Yarrow verstand den bitteren Zorn darüber, die Früchte so viel harter Arbeit vernichtet zu sehen, aber Verständnis hieß noch lange nicht Mitgefühl; das hatte er nur selten gegenüber dem Mißgeschick anderer. »Haben Sie irgendeine Vorstellung, wer einen Groll gegen Sie hegen könnte? Vielleicht ein Landarbeiter, den Sie entlassen mußten?«

»Ich mußte seit Jahren keinen Mann entlassen, weil ich immer nur mit ausgesuchten Leuten zusammenarbeite, nicht mit diesen Typen, die nur fürs Rumsitzen und Zuschauen bezahlt werden wollen. Wie ich denen immer sage, bin schließlich ich derjenige, der das ganze Risiko trägt, ohne jedes Jahr bezahlten Urlaub machen zu können …«

Die Bauern sind doch überall gleich, dachte Yarrow. Ein Jammerbild der Armut, aber ein nagelneues Auto in der Garage.

 

Ein Witzbold hat einmal behauptet, daß Spitzel, die als ihr Motiv Dienst am Gemeinwohl angeben, beim zweiten Atemzug mehr Geld für ihre Dienste fordern. Fusil konnte dem nicht zustimmen, denn er kannte ein oder zwei Informanten, deren Gründe dafür, Spitzeldienste zu leisten, nahe an ein gewisses soziales Verantwortungsgefühl herankamen; doch auch ihnen gegenüber fühlte er Verachtung, da er Verräter verabscheute, ganz gleich, was oder wen sie letztlich verrieten.

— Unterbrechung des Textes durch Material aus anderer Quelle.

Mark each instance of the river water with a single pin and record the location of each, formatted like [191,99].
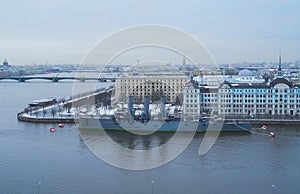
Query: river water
[33,160]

Todmüde lehnte er sich an die Wand der Telefonzelle und schloß die Augen. Am liebsten wäre er stehend eingeschlafen.

»Hallo!« sagte eine scharfe Stimme.

Fusil nannte seinen Namen. »Ich brauche Hinweise auf die Bande, die unsere Stadt unter Druck setzt. Sie droht, ein Gebäude voller Menschen niederzubrennen. Es gibt ’ne schöne Stange Geld für die richtige Auskunft!«

Als er auflegte, stellte er sich Joe vor: Ein argloses Gesicht, das einen an seinen Lieblingsonkel erinnerte. Joe pflegte Geld immer anzunehmen, es aber nie zu fordern.

Er verließ die Telefonzelle und ging zu seinem Auto zurück. Mit ein bißchen Glück würde er nur ein paar Stunden zu spät nach Hause kommen.